The event also shed light on the alarming rate of child displacement due to environmental disasters, with 650,000 children displaced from 2016 to 2021 due to floods.
A report from the global children’s organisation stated that “Nigeria, as the second most vulnerable country worldwide in terms of children’s exposure to climate change was faced with severe challenges. Over 110 million Nigerian children are at risk, having confronted the harsh realities of rising temperatures, flooding, drought, and severe storms”.
Speaking on how Nigeria’s response to climate change should be, Director General of the National Council on Climate Change, Dr. Salisu Dahiru said,“ as one of the countries that suffer the greatest exposure to adverse climate impacts, Nigeria’s response to climate change must be swift and holistic, accounting for the needs of vulnerable people, including children and women, at the decision-making level, as well as in the implementation of the National Climate Change Action Plan”.

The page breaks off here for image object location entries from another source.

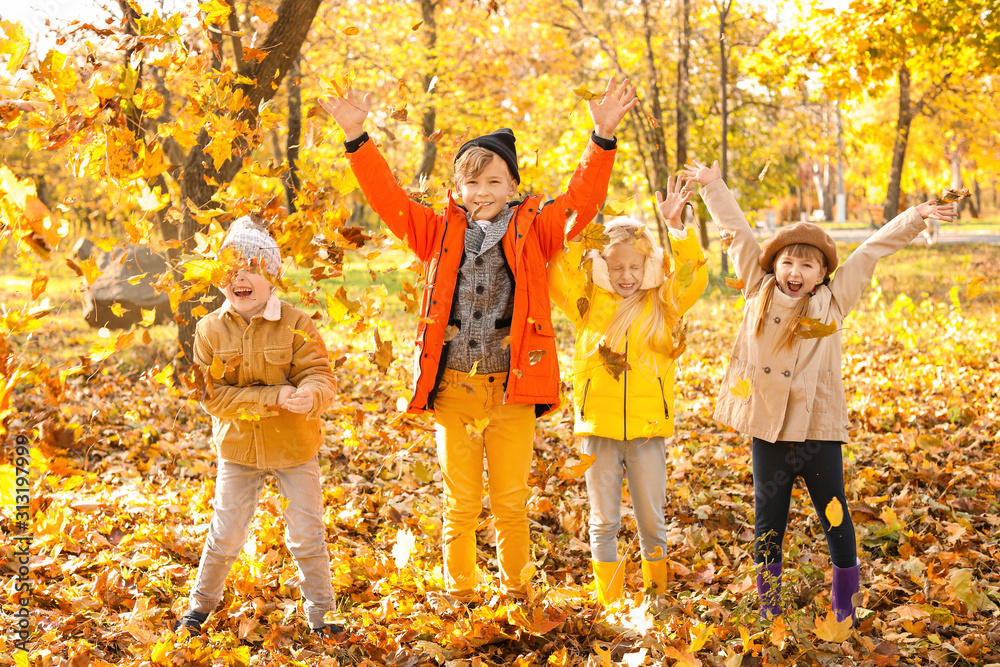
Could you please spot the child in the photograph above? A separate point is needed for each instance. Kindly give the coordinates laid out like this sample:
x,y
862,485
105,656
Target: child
x,y
624,414
265,411
485,350
795,408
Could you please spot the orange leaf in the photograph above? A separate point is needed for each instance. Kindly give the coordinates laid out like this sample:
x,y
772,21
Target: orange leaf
x,y
735,283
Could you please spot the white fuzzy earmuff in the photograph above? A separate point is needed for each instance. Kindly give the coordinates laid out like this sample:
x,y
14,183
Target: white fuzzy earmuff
x,y
652,275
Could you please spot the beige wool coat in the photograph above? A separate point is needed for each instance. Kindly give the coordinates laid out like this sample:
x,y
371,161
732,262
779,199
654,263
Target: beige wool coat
x,y
277,347
796,394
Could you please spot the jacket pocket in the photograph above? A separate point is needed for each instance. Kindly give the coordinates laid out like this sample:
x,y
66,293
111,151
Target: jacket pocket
x,y
277,365
663,395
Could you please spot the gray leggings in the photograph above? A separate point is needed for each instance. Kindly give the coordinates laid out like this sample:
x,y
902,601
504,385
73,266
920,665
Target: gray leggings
x,y
644,461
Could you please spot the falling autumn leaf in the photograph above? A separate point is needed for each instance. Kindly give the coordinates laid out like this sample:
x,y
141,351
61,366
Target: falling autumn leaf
x,y
829,629
834,512
586,94
811,328
615,363
975,287
735,283
742,388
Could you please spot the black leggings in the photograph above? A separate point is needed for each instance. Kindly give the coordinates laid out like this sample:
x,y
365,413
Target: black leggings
x,y
775,467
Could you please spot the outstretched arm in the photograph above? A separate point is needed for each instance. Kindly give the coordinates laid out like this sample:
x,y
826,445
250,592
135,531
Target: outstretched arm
x,y
608,111
702,173
943,212
671,205
349,113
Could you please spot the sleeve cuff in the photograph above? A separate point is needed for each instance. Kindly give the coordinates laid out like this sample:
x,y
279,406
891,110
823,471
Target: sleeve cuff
x,y
606,144
354,144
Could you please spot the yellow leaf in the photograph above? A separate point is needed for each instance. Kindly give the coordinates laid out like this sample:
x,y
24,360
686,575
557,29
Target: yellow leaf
x,y
264,13
742,389
90,271
834,512
569,471
810,328
975,287
405,541
216,11
735,283
829,629
585,93
14,44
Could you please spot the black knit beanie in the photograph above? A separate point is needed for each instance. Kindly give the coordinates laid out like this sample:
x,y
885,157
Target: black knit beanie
x,y
500,142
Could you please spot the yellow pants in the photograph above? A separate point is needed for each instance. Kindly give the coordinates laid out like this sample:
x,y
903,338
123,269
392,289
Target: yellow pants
x,y
465,404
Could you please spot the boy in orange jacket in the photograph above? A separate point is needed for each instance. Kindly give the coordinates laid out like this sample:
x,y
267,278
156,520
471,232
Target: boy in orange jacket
x,y
485,275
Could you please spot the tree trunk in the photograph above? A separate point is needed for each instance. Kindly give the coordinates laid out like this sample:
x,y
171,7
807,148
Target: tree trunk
x,y
890,208
428,119
282,45
291,179
658,138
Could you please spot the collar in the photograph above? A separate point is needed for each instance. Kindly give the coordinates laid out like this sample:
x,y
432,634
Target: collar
x,y
271,312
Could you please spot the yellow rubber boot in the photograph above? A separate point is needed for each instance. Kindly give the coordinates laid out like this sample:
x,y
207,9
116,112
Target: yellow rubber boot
x,y
654,575
609,578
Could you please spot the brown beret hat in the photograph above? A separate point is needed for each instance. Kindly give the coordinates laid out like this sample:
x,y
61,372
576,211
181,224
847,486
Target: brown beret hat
x,y
800,232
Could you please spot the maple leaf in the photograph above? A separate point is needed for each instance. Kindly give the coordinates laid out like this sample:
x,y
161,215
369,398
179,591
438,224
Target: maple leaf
x,y
216,11
569,471
14,44
401,550
735,283
834,512
975,287
614,362
760,176
829,629
742,388
951,196
382,355
811,328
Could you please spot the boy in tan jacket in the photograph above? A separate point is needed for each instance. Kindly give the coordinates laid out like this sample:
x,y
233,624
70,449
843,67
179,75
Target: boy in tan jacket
x,y
265,410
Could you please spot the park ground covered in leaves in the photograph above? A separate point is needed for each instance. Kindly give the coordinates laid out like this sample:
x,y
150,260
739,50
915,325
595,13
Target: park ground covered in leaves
x,y
122,481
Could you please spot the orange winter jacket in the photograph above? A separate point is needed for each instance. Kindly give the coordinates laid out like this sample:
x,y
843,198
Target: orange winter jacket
x,y
534,235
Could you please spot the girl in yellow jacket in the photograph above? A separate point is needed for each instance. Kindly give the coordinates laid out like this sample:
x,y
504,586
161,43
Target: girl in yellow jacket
x,y
627,305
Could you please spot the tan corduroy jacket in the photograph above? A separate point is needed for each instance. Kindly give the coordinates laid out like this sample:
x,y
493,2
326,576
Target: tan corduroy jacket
x,y
796,394
278,347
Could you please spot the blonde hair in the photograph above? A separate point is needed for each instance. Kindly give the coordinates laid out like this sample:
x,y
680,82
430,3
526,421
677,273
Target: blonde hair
x,y
798,250
473,162
648,313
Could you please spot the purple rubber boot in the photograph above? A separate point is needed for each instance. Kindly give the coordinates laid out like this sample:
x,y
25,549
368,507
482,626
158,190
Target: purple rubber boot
x,y
846,581
769,590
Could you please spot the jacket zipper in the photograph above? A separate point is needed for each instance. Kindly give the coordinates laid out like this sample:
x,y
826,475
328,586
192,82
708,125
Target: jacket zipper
x,y
431,393
663,395
625,396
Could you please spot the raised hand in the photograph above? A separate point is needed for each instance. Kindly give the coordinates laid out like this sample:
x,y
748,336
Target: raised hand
x,y
671,205
608,111
702,173
943,212
348,112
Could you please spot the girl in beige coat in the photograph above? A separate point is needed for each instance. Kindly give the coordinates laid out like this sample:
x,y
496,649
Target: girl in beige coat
x,y
786,390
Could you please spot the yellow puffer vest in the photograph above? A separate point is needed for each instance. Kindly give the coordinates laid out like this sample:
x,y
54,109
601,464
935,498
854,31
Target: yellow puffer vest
x,y
640,402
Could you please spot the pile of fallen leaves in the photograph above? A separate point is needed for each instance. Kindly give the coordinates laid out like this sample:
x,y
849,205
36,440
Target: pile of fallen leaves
x,y
123,479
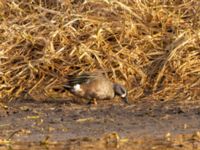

On her part, UNICEF Representative in Nigeria, Cristian Munduate noted that the Children’s Day celebration was, “a crucial platform for our children, the most affected by climate change, to voice their concerns and experiences. Their input is essential in shaping our collective path towards a sustainable and resilient future”.
The celebration also highlighted collaboration efforts between the Government, development partners, Civil Society Organisations (CSOs), and the private sector, focusing on advocacy, partnerships, and climate education.